今までの冒険で出会った協力者達が集結して影の大王に立ち向かう。最終回に相応しい壮大な展開を読んでるとわくわくしっぱしでしたね。
「わたしたちは、おなじこころざしをもつ仲間ですよ。おたがいの才能と経験は、わかちあわなければ。いまこそ信頼の時、力を合わせる時ではありませんか」
(「帰還」より)
【何回も騙された】
以下、物語の核心部分のネタバレします。お気をつけください。
王の子孫は死んだのか、いや、デインなのか、いや、ジャスミンなのか、いや………っていう怒涛の展開に引き込まれて一気読みしました。

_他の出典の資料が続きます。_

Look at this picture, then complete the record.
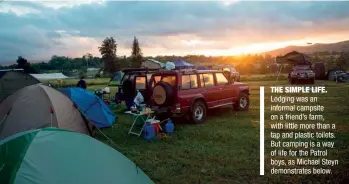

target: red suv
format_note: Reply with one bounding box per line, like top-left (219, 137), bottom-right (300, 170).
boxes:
top-left (149, 69), bottom-right (250, 123)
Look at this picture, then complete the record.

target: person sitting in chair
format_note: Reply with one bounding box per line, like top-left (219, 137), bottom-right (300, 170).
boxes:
top-left (77, 76), bottom-right (87, 89)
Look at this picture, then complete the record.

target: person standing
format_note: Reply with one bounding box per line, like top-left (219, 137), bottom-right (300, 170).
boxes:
top-left (77, 76), bottom-right (87, 89)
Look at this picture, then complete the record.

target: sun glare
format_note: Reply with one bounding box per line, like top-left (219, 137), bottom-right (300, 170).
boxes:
top-left (200, 40), bottom-right (311, 56)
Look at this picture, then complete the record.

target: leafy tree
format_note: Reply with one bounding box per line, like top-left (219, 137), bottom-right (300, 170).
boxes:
top-left (16, 56), bottom-right (28, 69)
top-left (99, 37), bottom-right (119, 73)
top-left (16, 56), bottom-right (36, 73)
top-left (62, 62), bottom-right (72, 72)
top-left (130, 36), bottom-right (143, 68)
top-left (83, 53), bottom-right (93, 68)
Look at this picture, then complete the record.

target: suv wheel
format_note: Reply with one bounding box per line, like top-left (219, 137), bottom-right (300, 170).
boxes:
top-left (234, 92), bottom-right (249, 111)
top-left (190, 100), bottom-right (206, 124)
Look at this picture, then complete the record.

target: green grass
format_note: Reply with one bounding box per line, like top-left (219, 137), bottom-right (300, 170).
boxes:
top-left (42, 78), bottom-right (110, 88)
top-left (91, 79), bottom-right (348, 183)
top-left (240, 74), bottom-right (288, 81)
top-left (42, 74), bottom-right (286, 89)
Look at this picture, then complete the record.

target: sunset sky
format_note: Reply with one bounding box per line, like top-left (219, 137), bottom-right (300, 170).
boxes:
top-left (1, 1), bottom-right (349, 63)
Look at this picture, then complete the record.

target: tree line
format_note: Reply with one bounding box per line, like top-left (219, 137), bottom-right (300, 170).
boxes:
top-left (0, 36), bottom-right (346, 76)
top-left (0, 36), bottom-right (144, 76)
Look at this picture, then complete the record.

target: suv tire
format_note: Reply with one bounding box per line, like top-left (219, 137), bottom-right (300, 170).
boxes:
top-left (153, 82), bottom-right (173, 106)
top-left (234, 92), bottom-right (249, 111)
top-left (190, 100), bottom-right (207, 124)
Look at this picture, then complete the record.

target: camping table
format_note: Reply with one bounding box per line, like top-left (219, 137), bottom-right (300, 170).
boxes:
top-left (125, 110), bottom-right (154, 136)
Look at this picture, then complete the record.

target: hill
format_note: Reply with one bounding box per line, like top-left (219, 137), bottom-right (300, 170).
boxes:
top-left (266, 40), bottom-right (349, 56)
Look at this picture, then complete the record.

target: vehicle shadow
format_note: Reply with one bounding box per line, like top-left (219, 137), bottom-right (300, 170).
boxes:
top-left (207, 106), bottom-right (234, 117)
top-left (172, 106), bottom-right (236, 125)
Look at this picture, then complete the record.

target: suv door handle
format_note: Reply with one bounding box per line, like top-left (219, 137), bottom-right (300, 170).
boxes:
top-left (219, 88), bottom-right (223, 90)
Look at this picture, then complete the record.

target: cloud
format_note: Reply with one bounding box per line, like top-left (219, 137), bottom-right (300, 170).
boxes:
top-left (1, 1), bottom-right (349, 63)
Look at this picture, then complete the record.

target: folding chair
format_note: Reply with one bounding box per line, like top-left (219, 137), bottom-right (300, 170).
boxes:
top-left (127, 111), bottom-right (155, 137)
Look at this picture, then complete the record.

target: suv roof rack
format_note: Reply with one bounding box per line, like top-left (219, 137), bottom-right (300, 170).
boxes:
top-left (177, 68), bottom-right (221, 73)
top-left (122, 68), bottom-right (160, 73)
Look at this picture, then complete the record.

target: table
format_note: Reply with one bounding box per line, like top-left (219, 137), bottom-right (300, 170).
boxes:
top-left (125, 110), bottom-right (154, 136)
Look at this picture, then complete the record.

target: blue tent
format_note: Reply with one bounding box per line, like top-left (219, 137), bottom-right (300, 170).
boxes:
top-left (174, 58), bottom-right (194, 69)
top-left (60, 88), bottom-right (117, 128)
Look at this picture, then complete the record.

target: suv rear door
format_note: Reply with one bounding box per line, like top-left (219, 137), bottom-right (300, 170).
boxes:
top-left (215, 72), bottom-right (232, 105)
top-left (199, 73), bottom-right (220, 108)
top-left (179, 74), bottom-right (200, 109)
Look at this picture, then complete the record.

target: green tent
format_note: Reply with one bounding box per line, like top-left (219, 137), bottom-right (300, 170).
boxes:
top-left (0, 128), bottom-right (154, 184)
top-left (0, 70), bottom-right (40, 103)
top-left (108, 71), bottom-right (124, 86)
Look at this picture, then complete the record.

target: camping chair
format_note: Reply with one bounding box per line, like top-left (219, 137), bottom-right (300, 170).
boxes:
top-left (127, 108), bottom-right (156, 137)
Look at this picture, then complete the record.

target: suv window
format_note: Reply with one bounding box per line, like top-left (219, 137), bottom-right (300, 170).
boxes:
top-left (152, 75), bottom-right (177, 88)
top-left (191, 75), bottom-right (198, 88)
top-left (182, 74), bottom-right (198, 90)
top-left (182, 75), bottom-right (190, 89)
top-left (162, 76), bottom-right (176, 87)
top-left (135, 76), bottom-right (146, 90)
top-left (146, 74), bottom-right (152, 82)
top-left (216, 73), bottom-right (228, 85)
top-left (129, 74), bottom-right (136, 81)
top-left (202, 73), bottom-right (214, 87)
top-left (154, 76), bottom-right (161, 83)
top-left (121, 74), bottom-right (130, 83)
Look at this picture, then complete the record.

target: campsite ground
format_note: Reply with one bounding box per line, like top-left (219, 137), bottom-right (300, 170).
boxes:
top-left (86, 77), bottom-right (349, 183)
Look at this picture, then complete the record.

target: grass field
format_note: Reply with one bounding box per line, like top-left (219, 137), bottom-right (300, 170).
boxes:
top-left (43, 74), bottom-right (288, 89)
top-left (91, 78), bottom-right (349, 183)
top-left (43, 78), bottom-right (110, 88)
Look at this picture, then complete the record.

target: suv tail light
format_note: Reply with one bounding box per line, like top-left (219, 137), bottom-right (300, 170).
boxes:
top-left (171, 103), bottom-right (181, 113)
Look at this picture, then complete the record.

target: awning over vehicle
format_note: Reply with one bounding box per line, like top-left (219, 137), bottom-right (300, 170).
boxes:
top-left (30, 73), bottom-right (69, 81)
top-left (276, 51), bottom-right (312, 65)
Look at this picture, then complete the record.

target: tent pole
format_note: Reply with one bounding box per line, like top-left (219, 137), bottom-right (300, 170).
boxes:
top-left (50, 108), bottom-right (54, 127)
top-left (96, 127), bottom-right (117, 147)
top-left (277, 65), bottom-right (283, 81)
top-left (0, 108), bottom-right (12, 131)
top-left (0, 115), bottom-right (8, 126)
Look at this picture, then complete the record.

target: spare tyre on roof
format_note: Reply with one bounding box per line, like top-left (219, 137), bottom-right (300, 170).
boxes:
top-left (152, 82), bottom-right (173, 106)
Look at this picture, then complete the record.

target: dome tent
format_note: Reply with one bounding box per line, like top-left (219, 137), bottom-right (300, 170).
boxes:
top-left (0, 84), bottom-right (92, 141)
top-left (60, 87), bottom-right (117, 128)
top-left (0, 70), bottom-right (40, 103)
top-left (174, 58), bottom-right (194, 69)
top-left (0, 128), bottom-right (154, 184)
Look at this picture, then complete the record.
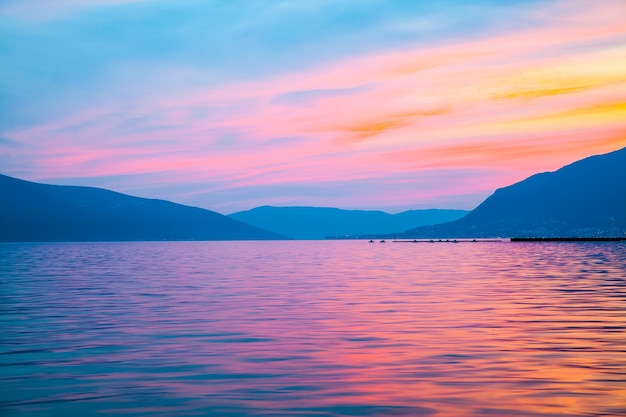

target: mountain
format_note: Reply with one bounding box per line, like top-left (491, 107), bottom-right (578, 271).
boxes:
top-left (228, 206), bottom-right (469, 239)
top-left (398, 147), bottom-right (626, 238)
top-left (0, 174), bottom-right (284, 242)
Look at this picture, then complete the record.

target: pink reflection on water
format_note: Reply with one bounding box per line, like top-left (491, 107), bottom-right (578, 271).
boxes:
top-left (1, 241), bottom-right (625, 416)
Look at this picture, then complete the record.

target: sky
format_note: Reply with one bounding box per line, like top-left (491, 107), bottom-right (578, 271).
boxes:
top-left (1, 0), bottom-right (625, 214)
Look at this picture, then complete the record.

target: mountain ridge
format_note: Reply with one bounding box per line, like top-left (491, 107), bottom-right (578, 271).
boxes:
top-left (229, 206), bottom-right (469, 239)
top-left (0, 174), bottom-right (284, 242)
top-left (395, 146), bottom-right (626, 238)
top-left (3, 146), bottom-right (624, 241)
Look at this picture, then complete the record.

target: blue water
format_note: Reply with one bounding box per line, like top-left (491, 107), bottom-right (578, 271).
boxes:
top-left (1, 241), bottom-right (625, 416)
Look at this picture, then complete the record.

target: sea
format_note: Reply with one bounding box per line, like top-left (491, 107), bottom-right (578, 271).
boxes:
top-left (1, 240), bottom-right (625, 417)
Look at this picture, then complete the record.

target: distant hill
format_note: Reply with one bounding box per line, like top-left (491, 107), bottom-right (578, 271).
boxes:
top-left (397, 146), bottom-right (626, 238)
top-left (0, 174), bottom-right (284, 242)
top-left (228, 206), bottom-right (469, 239)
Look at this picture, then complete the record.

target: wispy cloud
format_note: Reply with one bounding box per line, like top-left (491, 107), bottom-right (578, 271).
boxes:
top-left (2, 0), bottom-right (626, 212)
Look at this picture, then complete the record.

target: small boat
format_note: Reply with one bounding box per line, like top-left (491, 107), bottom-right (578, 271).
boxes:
top-left (380, 240), bottom-right (386, 243)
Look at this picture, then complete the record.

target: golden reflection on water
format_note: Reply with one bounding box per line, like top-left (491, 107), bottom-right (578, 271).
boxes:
top-left (1, 241), bottom-right (625, 416)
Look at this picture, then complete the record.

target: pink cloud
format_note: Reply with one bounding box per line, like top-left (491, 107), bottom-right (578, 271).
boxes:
top-left (4, 0), bottom-right (626, 211)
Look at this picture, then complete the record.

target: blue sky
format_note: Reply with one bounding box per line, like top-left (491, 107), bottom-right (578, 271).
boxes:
top-left (2, 0), bottom-right (625, 213)
top-left (0, 0), bottom-right (547, 129)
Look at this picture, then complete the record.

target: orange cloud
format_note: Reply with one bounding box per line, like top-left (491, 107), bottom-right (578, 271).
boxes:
top-left (330, 108), bottom-right (450, 142)
top-left (5, 0), bottom-right (626, 211)
top-left (386, 128), bottom-right (626, 172)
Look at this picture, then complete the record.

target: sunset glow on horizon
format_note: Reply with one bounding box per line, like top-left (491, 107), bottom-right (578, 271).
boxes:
top-left (1, 0), bottom-right (625, 213)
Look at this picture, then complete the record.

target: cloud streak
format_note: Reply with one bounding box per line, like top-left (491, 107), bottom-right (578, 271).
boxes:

そして、デルトラベルトの力の発動条件も凝ってて感嘆しました。
作りに作り込まれた物語にとても楽しませてもらいました。
エミリー・ロッダ先生は素晴らしいストーリーテラーだなぁって改めて感動しました。
「それこそ…わたしたちにふさわしいと思わないか、リーフ。デルトラをとりもどすこの戦いは、最初から最後まで、ひとすじなわではいかないことだらけだった。わたしはむかしから、そういう物語が大好きだったよ。なぜなら…そういう物語には…幸福な結末がつきものだ…わたしたちの…この…物語のように」
(「帰還」より)
【まとめ】
最高に楽しい物語を楽しむことができました。ありがとうございました。